Utilizing the lament form in end-of-life care

Despite a growing sense that engaging in illness narrative may have significant health benefits, the implementation of this therapy in the hospital setting remains limited. It is one thing to instruct patients to write or reflect; it is another thing entirely to provide a form and a space for them to do so. Utilizing the form of lament offers something beyond an exercise for engaging in expressive writing—it offers a “blueprint” to the patient to access a high level of emotional disclosure and to engage with their own spiritual and existential distress. The form encourages patients to move beyond cataloguing their traumatic experience of illness; it asks them to contemplate their illness’s spiritual and social impact and to express their hopes and petitions.

Healthcare professionals can draw on the work of biblical theologians who have studied the historical forms of lament and adopt this practice for their use with patients suffering from serious illness. Westermann (1981), a German theologian, studied the psalms and proposed a framework for lament that has recently been adapted by Dr. Marsha Fowler. Dr. Fowler’s (2020) work includes a table that provides both secular and religious examples of lament; I have utilized her framework to brainstorm examples of lament that I commonly see in patients suffering with a serious, terminal illness, such as cancer (see Table 1).

Table 1 Examples of a Lament Structure in a Cancer Patient. The form of lament is based on Westermann (1981, pp. 52–55)

I can envision the form in Table 1 being utilized by chaplains, social workers, and even other members of the medical team to assist the patient in processing their serious illness. By normalizing and expecting the process of lament, medical professionals can reduce the shame or guilt that patients may have as they try to “stay strong” for their families. This will allow patients the freedom to express their grief, lament, and anguish in a way that is supported. Expressive writing can be implemented at a low cost to clinicians and will likely benefit our patients as they process and live through their illnesses. Though I believe this will have medical and psychological benefits in the field of healthcare, it is also important to recognize and respond to lament simply because we are human.

Incorporating lament into the future of healthcare

Utilizing lament in the healthcare system is an action, not an answer. It doesn’t answer its own questions. Writing a lament will not answer the question “Why is this happening?” It can, however, offer a space to express sincere, authentic grief. Lament draws on a traditional oral and written practice, as well as on the anguish expressed in contemporary art, to offer a pathway to process illness and suffering and author our own narratives.

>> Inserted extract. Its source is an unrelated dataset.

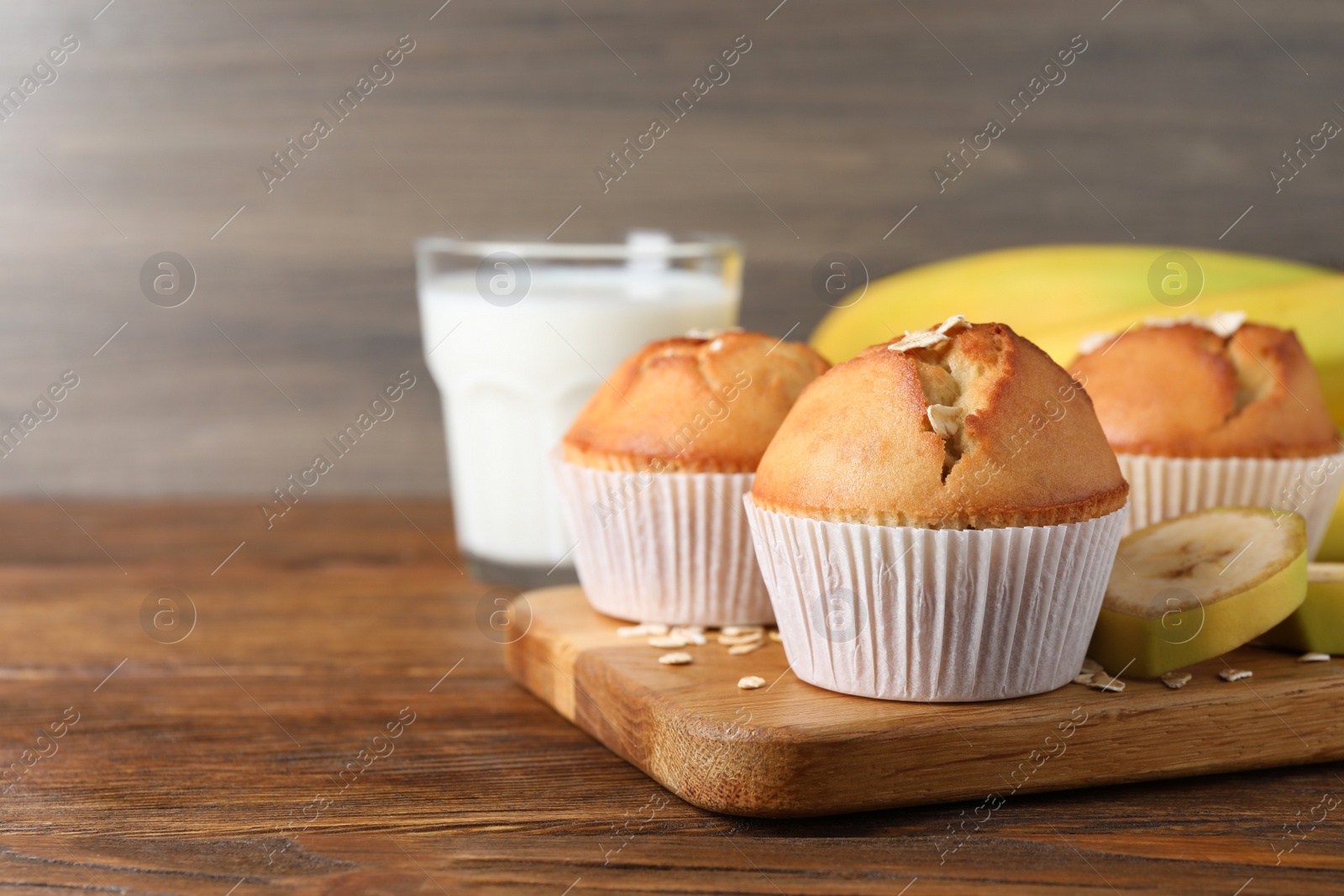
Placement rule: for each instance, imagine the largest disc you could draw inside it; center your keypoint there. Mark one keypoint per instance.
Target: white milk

As I reflect on Munch’s The Scream and on Munch’s life, about whether or not the scream he painted was heard or silent, and whether or not such grief or lament needs to be “heard into speech,” I remain convinced that there is value in articulating anguish into words—whether heard by a doctor, heard by a friend, read anonymously online, or heard only by God. I think The Scream was Munch’s attempt to express his own anguish. He sought a compassionate witness, one that he did not have in his childhood. He set paintbrush to canvas over and over, trying repeatedly to capture a type of anxiety or angst that resonated with his own experience. The painting itself is both silent and loud.

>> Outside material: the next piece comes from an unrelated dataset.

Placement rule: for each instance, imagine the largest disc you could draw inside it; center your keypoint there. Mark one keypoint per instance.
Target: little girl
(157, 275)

The paradox that extreme suffering necessitates both silence and speech continues to inform how I practice medicine. I think often of Ms. Baptiste and how chaotic, isolating, and confusing her anguish seemed that day; I wonder if providing a structure and form for lament would have offered her comfort, peace, or healing. I continue to think of forms, such as the model of lament shown in Table 1, that may aid patients in meaning making while suffering and assist in the transition from silence to speech. This ancient practice of lament is essential to our collective humanity.